Control: Multicloud Visibility & Control
Mitigation: Aviatrix Multicloud Visibility & Control would likely limit the attacker's ability to establish and maintain command and control channels by providing comprehensive monitoring and control over network traffic.
Control: Egress Security & Policy Enforcement
Mitigation: Aviatrix Egress Security & Policy Enforcement would likely limit the attacker's ability to exfiltrate sensitive data by controlling and monitoring outbound traffic.
While Aviatrix CNSF may not prevent the initial compromise, it would likely limit the attacker's ability to disrupt operations by restricting unauthorized access to critical functions.
Impact at a Glance
Affected Business Functions
- Industrial Control Systems Operations
- Remote Monitoring
- System Configuration Management
Estimated downtime: 2 days
Estimated loss: $50,000
System configuration details, including sensitive information.
Recommended Actions
Key Takeaways & Next Steps
- • Implement Zero Trust Segmentation to restrict access to critical functions and prevent unauthorized lateral movement.

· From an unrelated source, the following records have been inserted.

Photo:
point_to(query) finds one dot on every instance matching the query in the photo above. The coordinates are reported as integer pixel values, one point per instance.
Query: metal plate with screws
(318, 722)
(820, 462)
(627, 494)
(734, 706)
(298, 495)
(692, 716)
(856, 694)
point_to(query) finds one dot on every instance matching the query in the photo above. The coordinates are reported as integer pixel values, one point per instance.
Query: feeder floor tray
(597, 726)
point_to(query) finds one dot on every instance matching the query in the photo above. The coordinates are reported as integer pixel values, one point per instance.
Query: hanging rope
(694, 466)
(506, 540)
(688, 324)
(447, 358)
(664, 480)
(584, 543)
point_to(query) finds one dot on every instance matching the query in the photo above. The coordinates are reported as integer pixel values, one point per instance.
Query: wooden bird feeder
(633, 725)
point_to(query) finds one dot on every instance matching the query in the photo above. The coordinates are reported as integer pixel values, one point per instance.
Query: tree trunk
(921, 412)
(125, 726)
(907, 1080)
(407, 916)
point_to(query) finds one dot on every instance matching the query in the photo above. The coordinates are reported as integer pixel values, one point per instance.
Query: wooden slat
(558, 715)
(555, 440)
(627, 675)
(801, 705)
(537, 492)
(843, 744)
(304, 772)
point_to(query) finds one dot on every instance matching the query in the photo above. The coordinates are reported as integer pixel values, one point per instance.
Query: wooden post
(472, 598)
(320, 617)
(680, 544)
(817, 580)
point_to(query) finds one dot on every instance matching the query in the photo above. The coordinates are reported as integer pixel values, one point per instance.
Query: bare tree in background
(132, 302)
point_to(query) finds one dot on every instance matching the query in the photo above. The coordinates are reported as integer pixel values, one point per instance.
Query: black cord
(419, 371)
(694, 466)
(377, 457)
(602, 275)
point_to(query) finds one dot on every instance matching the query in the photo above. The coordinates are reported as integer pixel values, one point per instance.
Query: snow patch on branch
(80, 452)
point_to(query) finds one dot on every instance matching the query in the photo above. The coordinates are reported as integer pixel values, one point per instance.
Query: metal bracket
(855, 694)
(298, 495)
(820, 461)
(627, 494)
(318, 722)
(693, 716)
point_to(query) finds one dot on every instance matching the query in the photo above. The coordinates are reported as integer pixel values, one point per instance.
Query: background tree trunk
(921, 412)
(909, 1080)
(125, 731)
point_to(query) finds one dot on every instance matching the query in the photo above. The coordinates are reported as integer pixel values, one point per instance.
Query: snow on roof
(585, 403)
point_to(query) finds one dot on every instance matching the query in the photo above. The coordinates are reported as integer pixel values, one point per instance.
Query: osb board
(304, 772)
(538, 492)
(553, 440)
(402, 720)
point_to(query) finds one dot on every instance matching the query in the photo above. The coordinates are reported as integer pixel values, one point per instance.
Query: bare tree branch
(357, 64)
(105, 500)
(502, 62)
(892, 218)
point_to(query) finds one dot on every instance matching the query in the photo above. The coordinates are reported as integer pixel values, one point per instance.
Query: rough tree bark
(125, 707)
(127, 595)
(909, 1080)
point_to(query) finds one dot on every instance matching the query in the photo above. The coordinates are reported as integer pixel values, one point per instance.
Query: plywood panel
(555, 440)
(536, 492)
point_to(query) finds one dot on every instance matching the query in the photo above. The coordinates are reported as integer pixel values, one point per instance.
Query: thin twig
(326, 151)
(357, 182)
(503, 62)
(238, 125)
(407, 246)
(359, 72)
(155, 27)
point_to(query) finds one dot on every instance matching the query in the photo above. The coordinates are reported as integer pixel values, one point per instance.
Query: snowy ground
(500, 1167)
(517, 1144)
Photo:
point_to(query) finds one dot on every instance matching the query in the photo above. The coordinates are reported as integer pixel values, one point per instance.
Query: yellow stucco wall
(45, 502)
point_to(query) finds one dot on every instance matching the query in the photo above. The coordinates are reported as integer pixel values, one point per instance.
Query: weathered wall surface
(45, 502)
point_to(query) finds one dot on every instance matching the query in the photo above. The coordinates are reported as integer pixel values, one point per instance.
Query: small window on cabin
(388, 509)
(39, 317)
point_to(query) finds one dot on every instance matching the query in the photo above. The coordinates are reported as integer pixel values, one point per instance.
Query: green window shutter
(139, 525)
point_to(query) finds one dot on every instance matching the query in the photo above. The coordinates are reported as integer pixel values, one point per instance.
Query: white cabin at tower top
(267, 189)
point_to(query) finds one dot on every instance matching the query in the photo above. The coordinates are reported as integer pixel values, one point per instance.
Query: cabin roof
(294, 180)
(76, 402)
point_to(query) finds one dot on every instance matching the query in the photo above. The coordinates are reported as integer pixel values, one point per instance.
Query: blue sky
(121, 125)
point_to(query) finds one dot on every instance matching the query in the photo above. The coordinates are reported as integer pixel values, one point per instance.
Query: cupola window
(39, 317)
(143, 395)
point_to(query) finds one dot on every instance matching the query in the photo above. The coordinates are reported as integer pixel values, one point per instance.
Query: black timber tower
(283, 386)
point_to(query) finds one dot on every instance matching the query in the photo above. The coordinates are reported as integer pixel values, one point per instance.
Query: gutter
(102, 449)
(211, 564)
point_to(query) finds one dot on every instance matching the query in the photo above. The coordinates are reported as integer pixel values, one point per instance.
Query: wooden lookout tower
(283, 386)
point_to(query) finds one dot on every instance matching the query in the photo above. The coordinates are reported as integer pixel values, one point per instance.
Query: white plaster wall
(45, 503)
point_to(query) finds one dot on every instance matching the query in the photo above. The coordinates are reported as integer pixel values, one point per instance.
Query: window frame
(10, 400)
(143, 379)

- • Deploy East-West Traffic Security controls to monitor and control internal network communications, detecting and preventing lateral movement.
- • Utilize Egress Security & Policy Enforcement to control outbound traffic, preventing unauthorized data exfiltration.
- • Apply Multicloud Visibility & Control to gain comprehensive visibility into network traffic and detect anomalous behaviors.
- • Regularly update and patch systems to address known vulnerabilities and reduce the attack surface.